Protein size - how do I measure it, and why is it important?

Protein size how to measure and why

To understand proteins and their function, we have to understand the way they fold, aggregate and interact. Conformation is key to protein function and can be revealed by measuring size.

Understanding protein size can reveal insights into protein function

The primary sequence of proteins encodes their structure, but not uniquely. A single sequence can adopt different folds or conformations. These may play a role in function, such as the domain movements seen in many enzymes, regulation, or may represent misfolded species such as aggregates.

For example, insulin is produced as a hexamer in the body, which is stable and so can be stored over time, but it is the much smaller and fast-reacting monomer form that is biologically active. Insulin can also form amyloid aggregates which can cause severe problems for insulin therapy patients, as the fibrils build up at injection sites. Knowledge of insulin’s size and associated oligomeric state therefore, can provide insights into protein function and state.

In general, the detection of protein aggregation is one of most common uses of protein sizing. As we have seen with insulin, aggregation can affect the efficacy of biological drugs, but the aggregation of native proteins in situ can have extensive biological implications. For example, the aggregation of alpha-synuclein is frequently observed in Parkinson’s disease. As such, the ability to monitor aggregation and understanding the relationship between size and function is critically important in biomedical research, as well as other fields such as drug manufacturing.

Protein size changes with folding, multimers and aggregation

Protein size can change dramatically with folded, unfolded, multimer and aggregate forms of the same molecule. The hydrodynamic radius (Rh) indicated here by the dotted lines, is a common method of measuring protein size. 

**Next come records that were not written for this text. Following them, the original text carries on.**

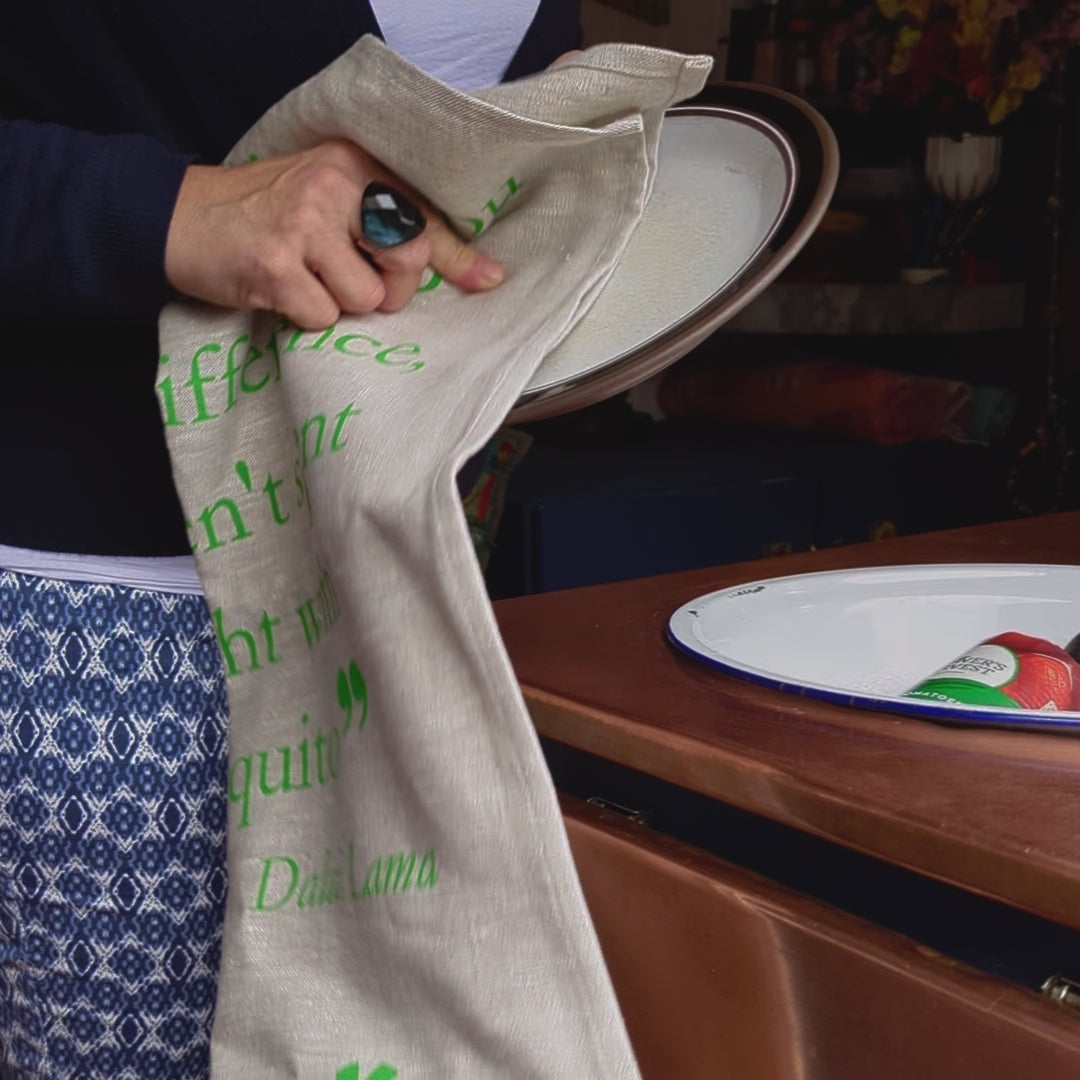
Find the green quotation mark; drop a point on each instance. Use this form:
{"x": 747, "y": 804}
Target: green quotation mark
{"x": 352, "y": 1072}
{"x": 353, "y": 689}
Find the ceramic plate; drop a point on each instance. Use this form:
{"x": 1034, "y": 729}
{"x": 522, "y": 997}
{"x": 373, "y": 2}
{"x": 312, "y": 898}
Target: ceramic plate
{"x": 864, "y": 637}
{"x": 725, "y": 180}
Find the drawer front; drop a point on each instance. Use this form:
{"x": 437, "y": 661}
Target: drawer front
{"x": 725, "y": 975}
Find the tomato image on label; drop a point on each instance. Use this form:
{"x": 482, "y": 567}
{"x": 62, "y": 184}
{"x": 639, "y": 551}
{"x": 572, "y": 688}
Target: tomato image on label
{"x": 1007, "y": 671}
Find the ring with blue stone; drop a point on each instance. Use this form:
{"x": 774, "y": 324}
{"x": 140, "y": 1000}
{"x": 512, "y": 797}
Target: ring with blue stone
{"x": 387, "y": 218}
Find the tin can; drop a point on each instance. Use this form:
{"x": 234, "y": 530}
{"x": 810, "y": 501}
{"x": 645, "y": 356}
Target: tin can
{"x": 1008, "y": 671}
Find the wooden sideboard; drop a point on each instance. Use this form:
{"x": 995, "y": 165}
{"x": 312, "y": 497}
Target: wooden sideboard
{"x": 725, "y": 969}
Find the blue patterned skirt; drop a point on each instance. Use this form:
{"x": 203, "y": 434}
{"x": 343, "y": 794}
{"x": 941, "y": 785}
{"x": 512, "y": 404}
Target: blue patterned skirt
{"x": 112, "y": 824}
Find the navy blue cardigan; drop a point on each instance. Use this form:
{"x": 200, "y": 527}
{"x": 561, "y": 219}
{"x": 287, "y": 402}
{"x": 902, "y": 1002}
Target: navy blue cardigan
{"x": 103, "y": 105}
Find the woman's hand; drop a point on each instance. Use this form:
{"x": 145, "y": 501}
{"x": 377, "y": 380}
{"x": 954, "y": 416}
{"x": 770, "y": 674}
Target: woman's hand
{"x": 284, "y": 234}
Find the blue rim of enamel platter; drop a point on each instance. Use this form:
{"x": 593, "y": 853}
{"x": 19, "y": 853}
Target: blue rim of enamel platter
{"x": 940, "y": 713}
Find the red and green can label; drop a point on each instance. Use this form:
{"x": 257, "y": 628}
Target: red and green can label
{"x": 1009, "y": 671}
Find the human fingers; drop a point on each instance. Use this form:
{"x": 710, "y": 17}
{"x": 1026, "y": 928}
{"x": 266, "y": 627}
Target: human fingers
{"x": 402, "y": 270}
{"x": 391, "y": 213}
{"x": 353, "y": 283}
{"x": 458, "y": 262}
{"x": 392, "y": 232}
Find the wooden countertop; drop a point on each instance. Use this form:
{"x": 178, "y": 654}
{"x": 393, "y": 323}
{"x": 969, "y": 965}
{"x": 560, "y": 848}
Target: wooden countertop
{"x": 994, "y": 811}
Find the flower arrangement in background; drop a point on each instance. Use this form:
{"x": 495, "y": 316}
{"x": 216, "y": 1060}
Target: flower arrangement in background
{"x": 969, "y": 64}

Some proteins can also change the way they are folded, and bring about a change in function by “revealing” new interaction sites. The protein Lymphotactin (otherwise known as XCL1) exists in an equilibrium between two differently-sized forms at physiological conditions. The change between the two forms is very profound: residues on the inside of one fold are exposed in the other, and as a result one of the conformations is monomeric and interacts with a cell surface receptor XCR1, and the other is a dimeric binder of glycosaminoglycans. This is a clear example of how information about the size leads to information about the conformation and ultimately about the function of the protein.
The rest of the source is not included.